Negli anni Trenta condurrà le Carrozzerie Viotti e Bertone a produrre, in piccola serie, versioni speciali basate su autotelai Fiat. Dal 1929, infatti, è consulente al massimo livello di Fiat Carrozzerie Speciali. Dalla seconda metà del 1932, svolge una ricerca che è tra le sue attività quasi segrete: propone a Fiat numerose soluzioni rivoluzionarie per vetture monovolume che non saranno realizzate neppure a livello di prototipo, ma che creeranno quella sedimentazione culturale, grazie alla quale, ventisei anni dopo, la Casa torinese farà innovazione producendo la 600 Multipla.
Tornando alla metà degli anni Trenta, fece sensazione la berlina di serie Fiat 1500 del 1935, una vettura con un frontale così innovativo e aerodinamico che non avrebbe mai visto la luce se egli non avesse goduto di un rapporto fiduciario e di un dialogo diretto con Giovanni Agnelli.
Dopo la guerra e un periodo di prigionia politica riprende la collaborazione con la Pinin Farina, con Fiat (1948-1951) e poi con Cansa e Simca.
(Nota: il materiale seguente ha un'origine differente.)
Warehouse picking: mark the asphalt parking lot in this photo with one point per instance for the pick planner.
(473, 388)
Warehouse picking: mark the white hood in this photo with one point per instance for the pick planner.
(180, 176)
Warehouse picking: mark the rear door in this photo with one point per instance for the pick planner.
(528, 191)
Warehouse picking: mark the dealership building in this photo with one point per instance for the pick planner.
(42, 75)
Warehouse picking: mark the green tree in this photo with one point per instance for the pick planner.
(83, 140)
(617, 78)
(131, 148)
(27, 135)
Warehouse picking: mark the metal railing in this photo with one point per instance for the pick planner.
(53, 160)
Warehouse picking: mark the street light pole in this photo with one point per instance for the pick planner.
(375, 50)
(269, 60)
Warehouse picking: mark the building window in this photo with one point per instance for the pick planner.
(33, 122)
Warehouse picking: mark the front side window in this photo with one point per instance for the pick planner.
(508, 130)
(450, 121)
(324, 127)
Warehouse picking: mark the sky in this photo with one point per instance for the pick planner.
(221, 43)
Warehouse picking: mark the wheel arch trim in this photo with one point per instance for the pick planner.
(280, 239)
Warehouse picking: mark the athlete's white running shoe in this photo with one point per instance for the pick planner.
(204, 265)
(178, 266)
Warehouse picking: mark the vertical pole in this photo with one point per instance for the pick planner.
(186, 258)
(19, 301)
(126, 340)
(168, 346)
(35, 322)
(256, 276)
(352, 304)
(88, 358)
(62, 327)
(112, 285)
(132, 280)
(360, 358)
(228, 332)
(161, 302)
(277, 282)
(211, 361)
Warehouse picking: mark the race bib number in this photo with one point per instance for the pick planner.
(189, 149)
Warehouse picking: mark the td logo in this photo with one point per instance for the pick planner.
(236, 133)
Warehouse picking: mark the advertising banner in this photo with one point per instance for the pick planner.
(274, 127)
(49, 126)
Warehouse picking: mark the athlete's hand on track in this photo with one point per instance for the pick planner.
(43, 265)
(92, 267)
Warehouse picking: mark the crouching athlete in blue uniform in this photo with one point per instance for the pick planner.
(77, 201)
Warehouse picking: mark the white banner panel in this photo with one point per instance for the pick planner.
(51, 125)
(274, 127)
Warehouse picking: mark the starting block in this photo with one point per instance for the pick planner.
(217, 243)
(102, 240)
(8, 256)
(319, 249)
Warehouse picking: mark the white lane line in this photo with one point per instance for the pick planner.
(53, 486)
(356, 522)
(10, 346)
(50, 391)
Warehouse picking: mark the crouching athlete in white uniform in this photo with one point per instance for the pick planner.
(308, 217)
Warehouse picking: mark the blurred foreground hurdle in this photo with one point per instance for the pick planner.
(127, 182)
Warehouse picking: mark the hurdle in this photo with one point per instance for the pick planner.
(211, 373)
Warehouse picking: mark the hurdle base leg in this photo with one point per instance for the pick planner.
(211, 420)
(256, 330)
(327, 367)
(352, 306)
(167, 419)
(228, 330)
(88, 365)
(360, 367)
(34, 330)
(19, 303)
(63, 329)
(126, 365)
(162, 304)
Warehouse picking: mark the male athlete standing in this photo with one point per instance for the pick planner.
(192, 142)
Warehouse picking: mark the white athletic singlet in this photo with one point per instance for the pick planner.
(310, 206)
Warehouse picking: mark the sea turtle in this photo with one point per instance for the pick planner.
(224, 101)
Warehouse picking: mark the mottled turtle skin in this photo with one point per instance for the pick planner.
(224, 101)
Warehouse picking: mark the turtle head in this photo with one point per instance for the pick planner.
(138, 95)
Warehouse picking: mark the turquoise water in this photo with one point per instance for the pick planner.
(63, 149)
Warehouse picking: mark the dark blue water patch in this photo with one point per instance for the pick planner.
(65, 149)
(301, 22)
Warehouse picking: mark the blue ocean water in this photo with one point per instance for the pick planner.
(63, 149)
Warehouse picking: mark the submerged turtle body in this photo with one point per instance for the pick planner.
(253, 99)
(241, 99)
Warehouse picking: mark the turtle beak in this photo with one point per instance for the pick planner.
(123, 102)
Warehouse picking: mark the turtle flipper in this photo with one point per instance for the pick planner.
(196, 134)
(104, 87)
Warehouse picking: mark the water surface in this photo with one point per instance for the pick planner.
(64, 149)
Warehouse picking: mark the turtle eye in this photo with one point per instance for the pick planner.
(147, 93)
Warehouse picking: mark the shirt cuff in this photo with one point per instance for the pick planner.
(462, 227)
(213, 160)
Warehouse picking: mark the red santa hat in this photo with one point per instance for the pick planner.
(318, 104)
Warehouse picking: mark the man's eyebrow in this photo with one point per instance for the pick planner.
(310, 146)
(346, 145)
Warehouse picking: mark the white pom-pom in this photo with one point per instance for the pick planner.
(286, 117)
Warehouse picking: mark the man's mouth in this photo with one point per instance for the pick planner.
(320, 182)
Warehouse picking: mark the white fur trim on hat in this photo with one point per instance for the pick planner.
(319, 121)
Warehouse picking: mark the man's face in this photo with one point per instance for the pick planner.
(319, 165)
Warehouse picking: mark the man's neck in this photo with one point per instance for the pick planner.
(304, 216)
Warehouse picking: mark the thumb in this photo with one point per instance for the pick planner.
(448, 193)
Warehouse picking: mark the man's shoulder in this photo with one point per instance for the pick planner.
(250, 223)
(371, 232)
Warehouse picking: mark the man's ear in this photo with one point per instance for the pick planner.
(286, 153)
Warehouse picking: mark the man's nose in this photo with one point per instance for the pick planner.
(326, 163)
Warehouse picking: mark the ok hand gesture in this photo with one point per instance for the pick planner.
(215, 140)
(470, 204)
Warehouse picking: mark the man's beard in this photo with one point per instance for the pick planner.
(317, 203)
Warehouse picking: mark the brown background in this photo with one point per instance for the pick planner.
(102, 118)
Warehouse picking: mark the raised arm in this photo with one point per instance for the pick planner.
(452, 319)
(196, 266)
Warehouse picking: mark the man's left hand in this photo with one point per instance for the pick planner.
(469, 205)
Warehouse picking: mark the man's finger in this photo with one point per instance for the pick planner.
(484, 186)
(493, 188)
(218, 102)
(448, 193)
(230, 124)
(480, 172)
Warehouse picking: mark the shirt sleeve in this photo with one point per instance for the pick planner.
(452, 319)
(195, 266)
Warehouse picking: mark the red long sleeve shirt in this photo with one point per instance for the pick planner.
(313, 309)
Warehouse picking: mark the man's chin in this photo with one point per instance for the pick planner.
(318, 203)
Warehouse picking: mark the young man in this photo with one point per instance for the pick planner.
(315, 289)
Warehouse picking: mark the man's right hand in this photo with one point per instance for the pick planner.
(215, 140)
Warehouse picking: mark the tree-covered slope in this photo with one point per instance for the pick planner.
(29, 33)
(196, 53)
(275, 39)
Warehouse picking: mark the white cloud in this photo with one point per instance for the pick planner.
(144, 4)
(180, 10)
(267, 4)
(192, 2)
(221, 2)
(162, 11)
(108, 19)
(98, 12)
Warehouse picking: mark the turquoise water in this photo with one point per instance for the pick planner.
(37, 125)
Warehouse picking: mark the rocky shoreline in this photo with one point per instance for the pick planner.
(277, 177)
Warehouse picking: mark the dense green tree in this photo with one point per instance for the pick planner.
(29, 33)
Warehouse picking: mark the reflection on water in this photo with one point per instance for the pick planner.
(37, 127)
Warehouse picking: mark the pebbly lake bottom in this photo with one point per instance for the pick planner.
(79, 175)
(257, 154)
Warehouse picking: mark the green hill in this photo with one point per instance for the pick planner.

Eccezionalmente sensibile al tema della comunicazione divulgativa, sul finire del 1977 indusse l’A.N.F.I.A. a organizzare la grande Mostra Carrozzeria Italiana – Cultura e Progetto: risale a quel periodo il rapporto maestro-allievo che si instaurò con Tito Anselmi, allora incaricato dell’ordinamento.